Jim Rapoza at eWeek has hit the nail on the head commenting about the Microsofts War on Open Source. This is one of those articles that is like Al Gores new book, The Assualt on Reason – they take your breath away with their concise lucidity. And of course there are echoes between what Microsoft is doing and and whats going on in Washington. Dont miss Jims fine work here.
Now clearly SaaS, GUI Integration and Web 2.0 are moving away from MS technology (and Redmond is begging to get back in with SilverLight, Atlas, and IE8 another year late). But Open Source is moving not just against Microsoft FUD but also IT and broader executive inertia. In an equally concise analysis, Steven Vaughan-Nichols gets at this problem of what is holding Linux and Open Source back. Its inertia – the cost of the change over is perceived by many as not worth the hassle.
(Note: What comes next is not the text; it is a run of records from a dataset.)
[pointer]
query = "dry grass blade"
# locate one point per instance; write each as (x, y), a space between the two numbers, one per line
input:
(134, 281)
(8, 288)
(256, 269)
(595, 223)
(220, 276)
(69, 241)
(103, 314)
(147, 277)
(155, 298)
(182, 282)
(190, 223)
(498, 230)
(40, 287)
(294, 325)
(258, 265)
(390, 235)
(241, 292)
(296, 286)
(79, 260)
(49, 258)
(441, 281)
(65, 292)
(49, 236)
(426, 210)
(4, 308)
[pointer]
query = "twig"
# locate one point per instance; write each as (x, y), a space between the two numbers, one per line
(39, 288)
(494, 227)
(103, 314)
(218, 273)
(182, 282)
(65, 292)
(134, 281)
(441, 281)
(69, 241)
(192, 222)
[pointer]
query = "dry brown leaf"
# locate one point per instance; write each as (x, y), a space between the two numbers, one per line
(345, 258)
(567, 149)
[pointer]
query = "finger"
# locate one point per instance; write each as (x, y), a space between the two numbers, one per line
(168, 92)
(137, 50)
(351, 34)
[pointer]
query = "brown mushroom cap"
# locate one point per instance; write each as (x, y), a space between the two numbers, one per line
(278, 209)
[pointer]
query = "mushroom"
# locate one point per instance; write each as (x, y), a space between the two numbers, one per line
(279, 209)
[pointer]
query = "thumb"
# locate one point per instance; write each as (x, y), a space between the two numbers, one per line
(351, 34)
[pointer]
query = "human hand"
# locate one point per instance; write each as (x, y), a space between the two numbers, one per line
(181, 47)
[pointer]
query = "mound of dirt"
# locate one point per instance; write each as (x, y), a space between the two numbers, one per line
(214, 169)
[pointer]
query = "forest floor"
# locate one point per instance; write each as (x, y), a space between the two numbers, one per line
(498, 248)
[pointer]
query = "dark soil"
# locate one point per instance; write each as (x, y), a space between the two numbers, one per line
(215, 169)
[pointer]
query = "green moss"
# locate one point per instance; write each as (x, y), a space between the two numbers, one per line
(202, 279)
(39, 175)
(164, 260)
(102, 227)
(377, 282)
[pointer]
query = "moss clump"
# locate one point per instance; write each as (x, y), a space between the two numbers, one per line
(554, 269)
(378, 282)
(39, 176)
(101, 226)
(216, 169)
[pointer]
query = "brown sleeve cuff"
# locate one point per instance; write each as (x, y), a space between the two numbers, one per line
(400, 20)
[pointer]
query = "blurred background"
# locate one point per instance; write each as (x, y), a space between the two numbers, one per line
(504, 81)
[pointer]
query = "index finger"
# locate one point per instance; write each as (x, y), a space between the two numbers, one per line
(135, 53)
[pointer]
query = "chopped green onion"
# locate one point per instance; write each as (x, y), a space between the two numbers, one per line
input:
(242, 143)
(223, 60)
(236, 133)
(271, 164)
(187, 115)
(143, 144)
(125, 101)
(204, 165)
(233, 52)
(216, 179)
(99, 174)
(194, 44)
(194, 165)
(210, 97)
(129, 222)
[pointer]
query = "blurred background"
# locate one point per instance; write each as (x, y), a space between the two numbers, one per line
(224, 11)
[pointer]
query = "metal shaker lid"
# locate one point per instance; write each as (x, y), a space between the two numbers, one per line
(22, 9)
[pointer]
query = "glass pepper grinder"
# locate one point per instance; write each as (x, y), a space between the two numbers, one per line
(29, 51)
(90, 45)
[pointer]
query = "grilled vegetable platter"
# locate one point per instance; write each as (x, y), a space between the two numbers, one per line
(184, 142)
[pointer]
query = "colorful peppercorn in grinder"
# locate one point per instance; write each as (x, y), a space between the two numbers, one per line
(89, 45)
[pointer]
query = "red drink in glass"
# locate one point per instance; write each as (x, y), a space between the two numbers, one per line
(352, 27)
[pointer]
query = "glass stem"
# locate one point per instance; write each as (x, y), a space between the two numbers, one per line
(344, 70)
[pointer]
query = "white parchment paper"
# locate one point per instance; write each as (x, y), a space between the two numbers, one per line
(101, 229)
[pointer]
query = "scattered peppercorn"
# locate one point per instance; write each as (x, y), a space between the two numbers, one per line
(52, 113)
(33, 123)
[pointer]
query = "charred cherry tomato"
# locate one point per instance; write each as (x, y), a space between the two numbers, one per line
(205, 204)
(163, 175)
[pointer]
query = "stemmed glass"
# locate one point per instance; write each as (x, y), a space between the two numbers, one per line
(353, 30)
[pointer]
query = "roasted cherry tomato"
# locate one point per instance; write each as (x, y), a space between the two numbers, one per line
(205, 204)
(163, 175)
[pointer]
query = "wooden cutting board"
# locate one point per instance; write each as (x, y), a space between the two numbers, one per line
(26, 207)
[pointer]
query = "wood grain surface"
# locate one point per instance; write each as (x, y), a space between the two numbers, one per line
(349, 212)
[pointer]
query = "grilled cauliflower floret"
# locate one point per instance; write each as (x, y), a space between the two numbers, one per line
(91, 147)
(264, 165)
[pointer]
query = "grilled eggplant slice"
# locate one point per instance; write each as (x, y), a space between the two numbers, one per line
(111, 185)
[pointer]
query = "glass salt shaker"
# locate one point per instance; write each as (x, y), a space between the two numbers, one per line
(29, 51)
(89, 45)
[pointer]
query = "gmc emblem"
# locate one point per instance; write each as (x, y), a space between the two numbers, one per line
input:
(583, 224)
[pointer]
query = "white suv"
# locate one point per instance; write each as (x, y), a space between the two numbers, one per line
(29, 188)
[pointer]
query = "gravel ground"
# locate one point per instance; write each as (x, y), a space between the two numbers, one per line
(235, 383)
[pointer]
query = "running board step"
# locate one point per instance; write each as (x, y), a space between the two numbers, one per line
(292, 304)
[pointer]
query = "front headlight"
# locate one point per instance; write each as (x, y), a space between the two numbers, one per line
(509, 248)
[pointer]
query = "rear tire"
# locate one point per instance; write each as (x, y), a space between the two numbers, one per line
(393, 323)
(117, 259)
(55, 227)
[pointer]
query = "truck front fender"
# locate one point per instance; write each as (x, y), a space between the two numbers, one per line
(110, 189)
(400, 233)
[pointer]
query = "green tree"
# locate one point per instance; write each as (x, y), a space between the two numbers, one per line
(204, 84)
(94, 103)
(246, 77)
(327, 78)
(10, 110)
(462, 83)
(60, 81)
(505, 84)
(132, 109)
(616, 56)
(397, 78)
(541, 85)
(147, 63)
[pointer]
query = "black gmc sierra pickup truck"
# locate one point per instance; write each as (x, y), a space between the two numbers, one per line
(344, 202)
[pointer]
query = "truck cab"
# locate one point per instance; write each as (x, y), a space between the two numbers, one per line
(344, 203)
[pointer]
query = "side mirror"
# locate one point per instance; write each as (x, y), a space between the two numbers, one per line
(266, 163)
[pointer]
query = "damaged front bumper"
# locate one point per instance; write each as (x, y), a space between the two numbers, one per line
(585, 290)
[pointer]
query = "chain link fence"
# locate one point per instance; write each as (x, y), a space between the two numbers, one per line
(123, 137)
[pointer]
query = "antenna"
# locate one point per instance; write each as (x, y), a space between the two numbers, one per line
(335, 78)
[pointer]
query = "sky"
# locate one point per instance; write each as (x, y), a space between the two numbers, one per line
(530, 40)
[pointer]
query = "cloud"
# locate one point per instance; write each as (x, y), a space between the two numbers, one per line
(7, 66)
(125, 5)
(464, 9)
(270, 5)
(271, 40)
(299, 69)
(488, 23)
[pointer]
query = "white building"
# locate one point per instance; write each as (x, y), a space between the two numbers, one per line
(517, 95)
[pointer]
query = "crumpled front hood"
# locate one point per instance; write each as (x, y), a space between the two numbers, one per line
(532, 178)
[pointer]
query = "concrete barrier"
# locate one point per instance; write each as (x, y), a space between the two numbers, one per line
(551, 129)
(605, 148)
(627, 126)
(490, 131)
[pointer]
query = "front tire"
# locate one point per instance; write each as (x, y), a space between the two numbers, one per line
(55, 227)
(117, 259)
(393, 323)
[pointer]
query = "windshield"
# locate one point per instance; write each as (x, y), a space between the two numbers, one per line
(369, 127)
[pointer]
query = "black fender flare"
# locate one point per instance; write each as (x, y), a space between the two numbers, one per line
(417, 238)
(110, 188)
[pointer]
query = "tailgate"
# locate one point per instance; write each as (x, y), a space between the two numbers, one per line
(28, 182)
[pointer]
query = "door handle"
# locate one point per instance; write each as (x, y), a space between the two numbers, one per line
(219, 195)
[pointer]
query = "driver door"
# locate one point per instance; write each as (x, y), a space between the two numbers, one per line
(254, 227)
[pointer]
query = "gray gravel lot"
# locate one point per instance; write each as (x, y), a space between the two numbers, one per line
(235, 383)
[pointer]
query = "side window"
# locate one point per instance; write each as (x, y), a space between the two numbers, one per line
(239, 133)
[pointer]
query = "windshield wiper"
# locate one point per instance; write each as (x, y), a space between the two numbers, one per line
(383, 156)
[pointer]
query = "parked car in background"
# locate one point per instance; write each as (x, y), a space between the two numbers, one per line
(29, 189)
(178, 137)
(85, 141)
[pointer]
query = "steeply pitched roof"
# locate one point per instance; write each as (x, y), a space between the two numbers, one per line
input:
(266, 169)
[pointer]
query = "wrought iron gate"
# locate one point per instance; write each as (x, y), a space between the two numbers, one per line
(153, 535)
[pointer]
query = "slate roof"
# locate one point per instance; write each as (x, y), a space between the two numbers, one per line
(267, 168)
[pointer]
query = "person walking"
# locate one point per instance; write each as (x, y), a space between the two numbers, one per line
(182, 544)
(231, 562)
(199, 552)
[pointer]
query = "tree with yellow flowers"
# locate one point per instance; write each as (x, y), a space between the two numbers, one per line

So here you have the current dynamic – customers tired of high costs and software licensing excursions into your companies sites by Redmond that are 5-times more zealous than product support and delivery on Trustworthy computing. Likewise, Software vendors are tired of being picked off one by one as markets they developed through years of effort get big enough for interest by Redmond and then the inevitable Borg-like pricing invasion by Microsoft(note this is not a Win-by-better-features but rather just-good-enough attack supported by 90% desktop OS, IE and Office monopolies and often a freebie if not outright giveaway) . And developers, especially Web developers, seeing Microsoft absolutely thwart W3C and other Web standards while Redmond plays catch up and proprietary variation with tools and APIs like .NET over Java, JScript over JavaScript and now SilverLight bypassing SVG, XUL and being way short either of cross platform or cross browser direct and guaranteed support from Microsoft.
On the other side Open Source plus commercial software vendors are offering lower cost, richer support, and equal if not better software. How long will inertia hold out against these opposing forces. I suspect not a few stock gurus and arbitrageurs are trying to fathom the critical catastrophe point/event for placing their short positions.